Conversely, let $H=C_5^{(q)}$ , where $q=p/2$ and $p\ge 6$ is even. We will prove that H is a triangle-free $[p+2,p]$ -graph. Write $H=H_1\vee H_2\vee H_3\vee H_4\vee H_5\vee H_1$ , where each $H_i=\overline {K_q}$ and $\vee $ is the join operation on two vertex-disjoint graphs. If H contains a triangle, it must lie in $H[V(H_i)\cup V(H_{i+1})]$ for some i ( $H_6\triangleq H_1$ ). However, this is a bipartite graph, containing no triangle.

Let $U\subseteq V(H)$ with $|U|=p+2.$ We need to show $e(H[U])\ge p.$ Denote $I=\{i \mid U\cap V(H_i)\neq \emptyset ,1\le i\le 5\}.$ Since $|H_i|=q$ for $1\le i\le 5$ and $|U|=p+2,$ we have $|I|\ge 3.$ Denote $x_i=|U\cap V(H_i)|$ for $1\le i\le 5.$ Then, $0\le x_i\le q.$ We distinguish three cases.

Case 1: $|I|=3.$ There are at least two consecutive integers in I ( $1$ and $5$ are regarded as consecutive here). Without loss of generality, suppose $1,2\in I.$ Then, $1\le x_1,\,x_2\le q$ and $x_1+x_2\ge p+2-q=q+2.$ Hence, $e(H[U])\ge x_1x_2\ge 2q=p.$

Case 2: $|I|=4.$ Without loss of generality, suppose $I=\{1,2,3,4\}.$ Then, $e(H[U])=x_1x_2+x_2x_3+x_3x_4$ , where each $x_i$ is a positive integer and $x_1+x_2+x_3+x_4=p+2.$ Applying Lemma 2.1, we have $e(H[U])\ge (p+2)-1=p+1>p.$

Case 3: $|I|=5.$ Now, $e(H[U])=x_1x_2+x_2x_3+x_3x_4+x_4x_5+x_5x_1$ , where each $x_i$ is a positive integer and $x_1+x_2+x_3+x_4+x_5=p+2.$ Applying Lemma 2.2, we have $e(H[U])\ge 2(p+2)-5=2p-1>p.$

In every case, H is a $[p+2,p]$ -graph. This completes the proof.

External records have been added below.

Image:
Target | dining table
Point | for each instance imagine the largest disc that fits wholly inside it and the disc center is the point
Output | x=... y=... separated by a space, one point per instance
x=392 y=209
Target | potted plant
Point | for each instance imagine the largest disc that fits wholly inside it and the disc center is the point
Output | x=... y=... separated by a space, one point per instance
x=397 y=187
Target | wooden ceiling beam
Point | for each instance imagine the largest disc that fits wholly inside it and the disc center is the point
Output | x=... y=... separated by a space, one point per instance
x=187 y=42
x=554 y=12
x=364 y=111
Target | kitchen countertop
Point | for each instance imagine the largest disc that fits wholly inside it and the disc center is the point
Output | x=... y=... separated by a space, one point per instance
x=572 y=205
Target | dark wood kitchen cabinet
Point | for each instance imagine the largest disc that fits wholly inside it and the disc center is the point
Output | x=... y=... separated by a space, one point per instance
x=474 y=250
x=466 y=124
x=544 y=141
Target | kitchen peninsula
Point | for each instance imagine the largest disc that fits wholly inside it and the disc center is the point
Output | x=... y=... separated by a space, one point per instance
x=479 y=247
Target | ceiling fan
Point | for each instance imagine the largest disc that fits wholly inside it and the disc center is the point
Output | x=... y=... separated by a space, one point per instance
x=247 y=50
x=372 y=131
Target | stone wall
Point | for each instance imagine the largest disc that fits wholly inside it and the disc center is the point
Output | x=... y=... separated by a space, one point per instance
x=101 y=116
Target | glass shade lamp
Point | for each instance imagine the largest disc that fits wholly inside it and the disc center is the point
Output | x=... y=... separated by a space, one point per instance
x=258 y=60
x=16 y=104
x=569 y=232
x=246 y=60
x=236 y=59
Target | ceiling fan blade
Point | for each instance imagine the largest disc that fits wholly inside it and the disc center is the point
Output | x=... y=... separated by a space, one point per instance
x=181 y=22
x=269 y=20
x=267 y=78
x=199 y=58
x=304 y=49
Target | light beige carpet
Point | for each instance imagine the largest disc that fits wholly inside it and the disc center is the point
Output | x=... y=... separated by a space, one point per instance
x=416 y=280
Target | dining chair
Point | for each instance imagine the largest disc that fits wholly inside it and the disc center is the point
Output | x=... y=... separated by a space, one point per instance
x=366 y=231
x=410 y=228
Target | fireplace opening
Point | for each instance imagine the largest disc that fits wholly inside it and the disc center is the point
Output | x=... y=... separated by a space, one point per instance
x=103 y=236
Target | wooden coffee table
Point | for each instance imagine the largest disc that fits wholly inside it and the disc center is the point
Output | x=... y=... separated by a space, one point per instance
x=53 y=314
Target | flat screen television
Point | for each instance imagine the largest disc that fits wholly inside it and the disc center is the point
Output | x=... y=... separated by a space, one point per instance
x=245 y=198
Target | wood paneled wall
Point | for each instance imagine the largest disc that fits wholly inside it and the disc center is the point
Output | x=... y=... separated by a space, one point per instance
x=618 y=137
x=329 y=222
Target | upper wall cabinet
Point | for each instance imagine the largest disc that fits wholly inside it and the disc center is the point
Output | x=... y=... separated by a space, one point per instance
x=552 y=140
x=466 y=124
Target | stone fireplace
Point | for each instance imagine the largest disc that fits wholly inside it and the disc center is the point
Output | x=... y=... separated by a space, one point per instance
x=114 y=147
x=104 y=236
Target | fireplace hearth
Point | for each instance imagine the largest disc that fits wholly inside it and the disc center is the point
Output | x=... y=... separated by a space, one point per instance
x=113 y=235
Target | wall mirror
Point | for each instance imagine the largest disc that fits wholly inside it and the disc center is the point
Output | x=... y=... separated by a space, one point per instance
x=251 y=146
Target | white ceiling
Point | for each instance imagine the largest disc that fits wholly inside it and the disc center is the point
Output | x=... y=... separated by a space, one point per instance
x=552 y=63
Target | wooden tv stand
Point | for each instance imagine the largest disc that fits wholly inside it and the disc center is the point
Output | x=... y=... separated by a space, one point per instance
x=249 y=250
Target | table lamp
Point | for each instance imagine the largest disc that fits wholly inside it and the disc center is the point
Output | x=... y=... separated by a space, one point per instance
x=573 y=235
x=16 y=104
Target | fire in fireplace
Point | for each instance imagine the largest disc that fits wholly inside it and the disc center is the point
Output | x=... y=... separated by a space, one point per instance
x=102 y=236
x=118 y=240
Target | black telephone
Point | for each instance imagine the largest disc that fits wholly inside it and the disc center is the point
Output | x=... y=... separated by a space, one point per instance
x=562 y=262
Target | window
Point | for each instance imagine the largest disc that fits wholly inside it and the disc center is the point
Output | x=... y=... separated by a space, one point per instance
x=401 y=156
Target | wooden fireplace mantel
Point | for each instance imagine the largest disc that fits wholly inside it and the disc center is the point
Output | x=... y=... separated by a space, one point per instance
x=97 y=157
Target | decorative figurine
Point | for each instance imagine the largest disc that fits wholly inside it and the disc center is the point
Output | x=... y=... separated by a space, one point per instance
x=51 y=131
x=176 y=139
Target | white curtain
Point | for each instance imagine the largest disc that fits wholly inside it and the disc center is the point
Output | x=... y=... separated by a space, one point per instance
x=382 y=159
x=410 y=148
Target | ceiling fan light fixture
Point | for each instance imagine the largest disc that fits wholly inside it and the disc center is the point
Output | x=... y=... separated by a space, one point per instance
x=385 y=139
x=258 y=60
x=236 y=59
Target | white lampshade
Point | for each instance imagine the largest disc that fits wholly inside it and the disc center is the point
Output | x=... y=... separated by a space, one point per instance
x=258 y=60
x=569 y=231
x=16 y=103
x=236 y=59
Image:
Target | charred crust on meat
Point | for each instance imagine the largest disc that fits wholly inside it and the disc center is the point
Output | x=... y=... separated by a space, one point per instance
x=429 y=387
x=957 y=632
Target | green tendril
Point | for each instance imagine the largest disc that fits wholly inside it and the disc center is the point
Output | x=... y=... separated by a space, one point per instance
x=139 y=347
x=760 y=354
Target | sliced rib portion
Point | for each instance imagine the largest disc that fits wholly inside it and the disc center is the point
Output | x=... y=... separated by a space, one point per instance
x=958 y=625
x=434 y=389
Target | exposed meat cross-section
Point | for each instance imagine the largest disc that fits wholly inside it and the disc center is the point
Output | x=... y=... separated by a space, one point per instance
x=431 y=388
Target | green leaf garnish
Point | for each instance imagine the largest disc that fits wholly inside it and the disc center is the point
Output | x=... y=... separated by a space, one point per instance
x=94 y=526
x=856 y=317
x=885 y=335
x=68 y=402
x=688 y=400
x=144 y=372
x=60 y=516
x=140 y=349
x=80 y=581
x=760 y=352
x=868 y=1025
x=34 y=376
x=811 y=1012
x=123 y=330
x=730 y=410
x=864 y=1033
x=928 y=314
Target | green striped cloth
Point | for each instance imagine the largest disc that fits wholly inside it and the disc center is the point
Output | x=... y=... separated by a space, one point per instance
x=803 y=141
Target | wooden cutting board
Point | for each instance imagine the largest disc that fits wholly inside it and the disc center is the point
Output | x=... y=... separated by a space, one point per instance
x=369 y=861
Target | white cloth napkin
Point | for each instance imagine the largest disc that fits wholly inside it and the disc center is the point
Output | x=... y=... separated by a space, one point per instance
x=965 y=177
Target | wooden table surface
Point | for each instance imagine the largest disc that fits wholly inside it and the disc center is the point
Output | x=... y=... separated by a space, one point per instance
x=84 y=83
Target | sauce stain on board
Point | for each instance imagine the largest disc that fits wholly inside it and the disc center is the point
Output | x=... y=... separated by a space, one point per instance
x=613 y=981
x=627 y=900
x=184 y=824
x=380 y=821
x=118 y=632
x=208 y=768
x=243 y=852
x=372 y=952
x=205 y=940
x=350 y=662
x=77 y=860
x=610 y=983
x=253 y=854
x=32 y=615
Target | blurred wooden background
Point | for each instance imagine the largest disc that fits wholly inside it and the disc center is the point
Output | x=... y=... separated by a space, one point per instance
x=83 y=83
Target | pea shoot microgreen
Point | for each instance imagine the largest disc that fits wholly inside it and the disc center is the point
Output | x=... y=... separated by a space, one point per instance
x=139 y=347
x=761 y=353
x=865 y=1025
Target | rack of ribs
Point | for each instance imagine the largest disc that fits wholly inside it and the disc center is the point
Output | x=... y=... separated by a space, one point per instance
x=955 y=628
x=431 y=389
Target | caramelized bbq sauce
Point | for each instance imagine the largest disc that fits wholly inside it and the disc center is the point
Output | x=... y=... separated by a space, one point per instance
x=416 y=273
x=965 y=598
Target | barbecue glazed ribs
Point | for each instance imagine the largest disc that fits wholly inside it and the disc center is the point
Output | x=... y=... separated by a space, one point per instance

Proof. Let G be a $2$ -connected $[4,2]$ -graph of order at least $7.$ Since G is $2$ -connected, $\delta (G)\ge 2.$ By the case $p=2$ of Lemma 2.4, G contains a triangle $C_3.$ Then, successively applying Theorem 1.3, we deduce that G is pancyclic.